Ces enseignants du secondaire ne sont pas un cas isolé. Des médecins, recrutés et affectés dans des postes reculés, en brousse, et qui sont dévoués à servir leur pays, sont dans une situation plus lamentable. Ils n’ont pas obtenu de numéros matricules. En langage clair, cela veut dire qu’ils n’ont aucun lien avec la Fonction publique qui les utilise. Ils ont été recrutés depuis le 18 juin 2020 et n’ont, à ce jour, ni matricule, ni salaire.
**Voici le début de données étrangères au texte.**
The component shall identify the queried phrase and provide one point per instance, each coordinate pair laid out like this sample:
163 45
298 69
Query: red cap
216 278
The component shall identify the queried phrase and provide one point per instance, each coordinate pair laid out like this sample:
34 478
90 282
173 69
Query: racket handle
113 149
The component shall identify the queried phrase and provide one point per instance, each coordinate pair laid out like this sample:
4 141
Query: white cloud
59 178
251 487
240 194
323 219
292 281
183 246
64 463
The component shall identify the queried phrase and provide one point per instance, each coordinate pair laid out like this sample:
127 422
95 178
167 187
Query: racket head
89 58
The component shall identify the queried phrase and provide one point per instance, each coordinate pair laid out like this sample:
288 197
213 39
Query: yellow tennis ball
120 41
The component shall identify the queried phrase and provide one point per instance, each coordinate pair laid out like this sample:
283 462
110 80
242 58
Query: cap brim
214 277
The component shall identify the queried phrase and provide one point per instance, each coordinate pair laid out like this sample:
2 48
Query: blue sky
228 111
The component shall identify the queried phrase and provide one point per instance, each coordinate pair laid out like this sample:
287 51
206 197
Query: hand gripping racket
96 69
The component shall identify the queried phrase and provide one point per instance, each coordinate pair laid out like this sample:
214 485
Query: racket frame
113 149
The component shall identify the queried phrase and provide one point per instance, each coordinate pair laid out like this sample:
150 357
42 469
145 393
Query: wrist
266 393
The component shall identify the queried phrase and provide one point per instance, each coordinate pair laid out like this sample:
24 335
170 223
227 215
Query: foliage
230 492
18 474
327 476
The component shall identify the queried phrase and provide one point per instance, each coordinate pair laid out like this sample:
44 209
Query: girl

Monsieur le ‘’Président’’,
J’ai l’impression qu’en cette fin de mandat, le monde entier a décidé de lever, enfin, le voile sur ce qu’a été votre gouvernance au cours de ces dix années. Traitant de la famine dans le monde, l’International Food Policy Research Institute (IFPRI) vient de classer notre pays 104e sur 107 pays. Un rang qui ne nous surprend guère. Pendant 10 ans que vous avez régné sur le Niger, et malgré les immenses ressources dont vous avez disposé, notre pays a été régulièrement classé dernier au classement de l’Indice de développement humain par le Programme des Nations unies pour le développement. À ce rang qui renseigne sur la nature de votre bilan à la tête de l’État, il faut bien agréger le classement de l’Union économique et monétaire Ouest-africaine (Uemoa) qui, il y a à peine, deux mois, soulignait que, de tous les pays membres, le Niger est celui qu concentre le plus grand nombre de pauvres. 75,5% des Nigériens sont pauvres. C’est un autre camouflet. C’est la plus belle illustration que notre pays est éloigné du bilan insolite que vous brossez de vos dix ans. Avec ça, lorsqu’on continue de parler d’autre chose, c’est qu’il y a problème.
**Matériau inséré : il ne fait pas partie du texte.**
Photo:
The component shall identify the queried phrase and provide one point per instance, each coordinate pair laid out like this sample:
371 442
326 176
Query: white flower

Malgré tout, vous avez trouvé le moyen d’investir, dites-vous, 25 milliards de francs CFA pour ériger un nouvel immeuble pour le ministère des Finances. 25 milliards, dans un pays, comme l’a si bien souligné Moussa Tchangari, où les enfants étudient sous des paillotes, dans beaucoup de cas, à même le sol, sans tables-bancs et exposés aux intempéries. Vous avez, je dois le reconnaître, des choix illogiques pour quelqu’un qui a tout eu pour réussir à l’école. Ce bâtiment dont vos partisans tirent une fierté béate, vous l’avez fait construire en 12 mois. Ce qui a conduit un de vos compatriotes à demander pourquoi on ne construit pas alors avec la même célérité et la même qualité nos écoles, universités et laboratoires de recherche ?
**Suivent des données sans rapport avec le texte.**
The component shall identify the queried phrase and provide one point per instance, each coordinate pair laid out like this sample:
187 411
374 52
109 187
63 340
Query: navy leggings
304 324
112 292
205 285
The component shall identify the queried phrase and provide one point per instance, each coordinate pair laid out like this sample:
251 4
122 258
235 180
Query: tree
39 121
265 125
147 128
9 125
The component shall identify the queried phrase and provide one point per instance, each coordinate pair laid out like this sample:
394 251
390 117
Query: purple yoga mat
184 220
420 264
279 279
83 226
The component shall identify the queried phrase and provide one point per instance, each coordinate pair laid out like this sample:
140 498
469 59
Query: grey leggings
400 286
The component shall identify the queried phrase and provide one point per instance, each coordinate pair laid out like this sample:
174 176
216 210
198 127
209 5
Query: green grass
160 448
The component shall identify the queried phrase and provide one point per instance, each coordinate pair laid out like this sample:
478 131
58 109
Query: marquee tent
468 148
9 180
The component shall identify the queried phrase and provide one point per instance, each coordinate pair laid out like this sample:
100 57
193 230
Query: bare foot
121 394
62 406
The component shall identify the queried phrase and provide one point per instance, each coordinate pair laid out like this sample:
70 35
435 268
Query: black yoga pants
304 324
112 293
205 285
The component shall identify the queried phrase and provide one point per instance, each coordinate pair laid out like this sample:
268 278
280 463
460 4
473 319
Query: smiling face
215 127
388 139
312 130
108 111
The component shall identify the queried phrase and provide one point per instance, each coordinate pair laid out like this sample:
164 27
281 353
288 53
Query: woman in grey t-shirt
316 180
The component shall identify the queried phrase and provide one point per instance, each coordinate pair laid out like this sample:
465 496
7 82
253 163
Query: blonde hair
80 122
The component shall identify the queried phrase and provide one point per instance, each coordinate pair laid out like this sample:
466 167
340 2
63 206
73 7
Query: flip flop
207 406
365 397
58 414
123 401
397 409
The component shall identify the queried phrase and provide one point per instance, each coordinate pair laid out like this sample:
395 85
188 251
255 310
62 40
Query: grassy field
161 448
Monsieur le ‘’Président’’,
Vous allez bientôt partir, laissant à votre successeur un lourd tribut. Un endettement extraordinaire dont on s’interroge sur la destination des fonds, une école démantelée, un système de santé en lambeaux, une corruption endémique, le territoire nigérien comme plaque tournante des trafics de drogue et d’armes, l’impunité, la rupture d’égalité des Nigériens devant la loi, des lois partisanes, bref, vous laissez un Niger où tout est à reconstruire. Mais, de grâce, partez sans chercher midi à 14 heures ; partez sans chercher à imposer subtilement votre successeur car c’est au peuple de le désigner, pas vous ; partez en sachant que si vous avez échoué dans votre mission, vous avez au moins, et ce n’est pas mince, la consolation d’avoir permis au Niger de réaliser sa toute première transition démocratique. On est libre de semer ce qu’on veut, mais on est obligé de récolter ce qu’on a semé, dit-on. J’aime bien ce dicton pour ce qu’il renferme de sagesse. Le processus électoral actuel est une bombe à retardement pour le Niger. Songez-y et réagissez à temps pour éviter la déflagration.